Percentage of consumers who are confident in food safety and authenticity chart – Confidence in consumers that the food they buy is safe to eat has remained relatively stable since March 2021, it has dropped from 92 in March to 90 in January 2022. Confident that food labels are accurate has also dropped from 86 in March to 83 in January 2022.

We also publish measures of the contribution the FSA and others in the food system make to achieving these outcomes.

For example, we report on the percentage of Food Business Operators (FBOs) achieving FHRS ratings of five (meaning very good) and those receiving a rating below three (meaning below satisfactory). We also report on the percentage of meat FBOs who are rated as satisfactory or above for compliance and audit activity.

Percentage of businesses achieving FHRS score five (very good)

Percentage of businesses achieving FHRS score 5 (very good) – Since 2013 there has been a steady increase in the number of businesses achieving a very good rating. Northern Ireland has the highest number of very good rated businesses followed by England and then Wales.

Percentage of meat businesses audited rated 'good'

Percentage of meat businesses rated good – Since June 2018, the number of businesses rated good has stayed steady. Northern Ireland has the most at near to 100. England and Wales are similar at around 50 businesses, Wales had a slight decrease in June 2020 but has now increased again.

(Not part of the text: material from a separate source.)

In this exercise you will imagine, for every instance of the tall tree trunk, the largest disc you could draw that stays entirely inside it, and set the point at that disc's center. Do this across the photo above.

These measures continue to represent a picture of the performance of the FSA and the food system as a whole and provide a useful baseline to measure progress against.

Updated and new measures

We will develop new metrics and revise our performance reporting to fit this new strategy.

To effectively evaluate our strategy, our metrics will go from ‘end-to-end’, so we have numbers for own our activities and outputs, for how the food system overall is doing and how those join together so we can assess our particular contribution:

  • Developing and improving measures covering our core role in food that is safe and food is what it says it is.
  • Incorporating the right set of measures to understand progress in the area of food that is healthier and more sustainable (building on existing nutrition measures we use in Northern Ireland).
  • Incorporating measures relevant to protecting wider consumer interests in food, such as food insecurity and affordability.
  • Expanding the measures relating to how we are embedding our principles, for example measures of FSA service delivery such as user feedback, or how long it takes us to perform certain actions.
  • Tracking the benefits we have delivered in areas covered by our strategy, for example what corporate plan milestones have we reached and what impact we can demonstrate for consumers (either as forecasts or retrospective evaluations).

Ultimately this strategy is all about delivering food you can trust for consumers. By using a robust and varied set of measures to track delivery and impact over the next five years, we will be able to adjust our approach where needed, deal with change, and ultimately be sure that everyone has food that is safe, is what it says it is, and is healthier and more sustainable.